Les Grands Mystères – Tome VII, Hachette ed. 1976

Dernière minute

Incroyable ! Selon une info en date du 16 janvier 2006, Londres a voulu traquer le monstre du Loch Ness avec des dauphins !

La LDT – Mars 2006

Le gouvernement britannique a envisagé en 1979 d’acheter des dauphins aux Etats-Unis pour traquer le monstre mythique du lac écossais du Loch Ness, selon des archives citées lundi par le Daily Mirror.

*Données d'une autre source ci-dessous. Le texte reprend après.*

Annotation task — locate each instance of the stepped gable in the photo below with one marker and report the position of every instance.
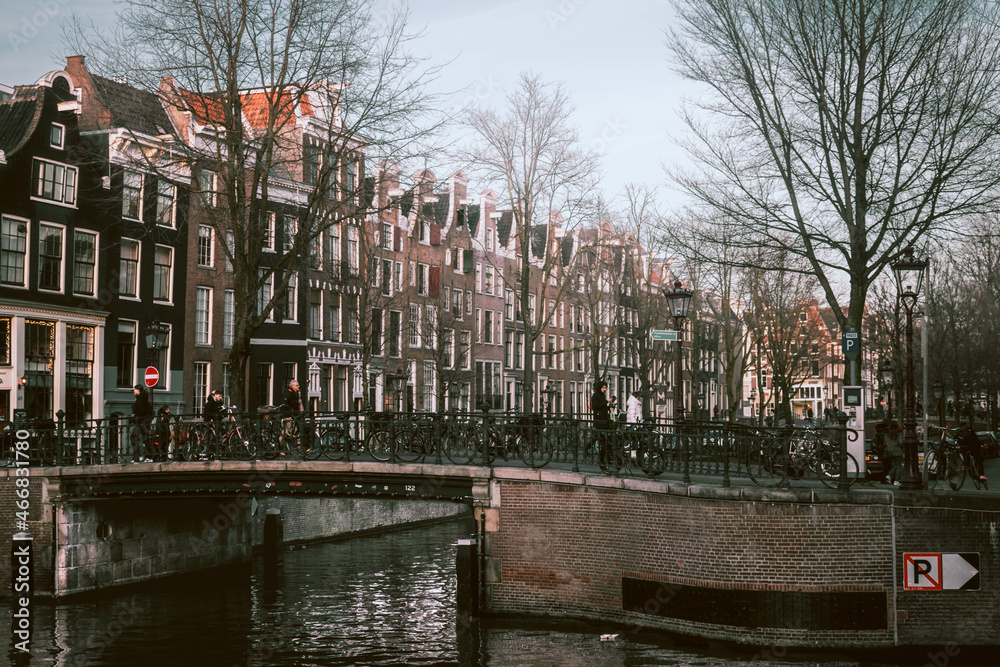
(19, 118)
(133, 109)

Le ministère de l’Environnement estimait que l’éventuelle découverte du dragon profiterait au tourisme de l’Ecosse, rapporte le quotidien populaire.

Personne n’a jamais pu prouver avoir vu "Nessie", un animal sous-marin dont la légende remonte au VIIe siècle. Des "apparitions" sont toutefois évoquées régulièrement et les canulars sont nombreux sur le sujet.

La lettre du ministère, signée d’un fonctionnaire, avait été adressée pour avis au gouvernement régional écossais, qui n’en aurait pas accusé réception.

D’autres archives révélées ces jours-ci montrent comment d’autres hauts fonctionnaires britanniques avaient tenté un peu plus tard, sans succès, de donner au monstre une protection légale contre d’éventuels braconniers ou chasseurs de prime.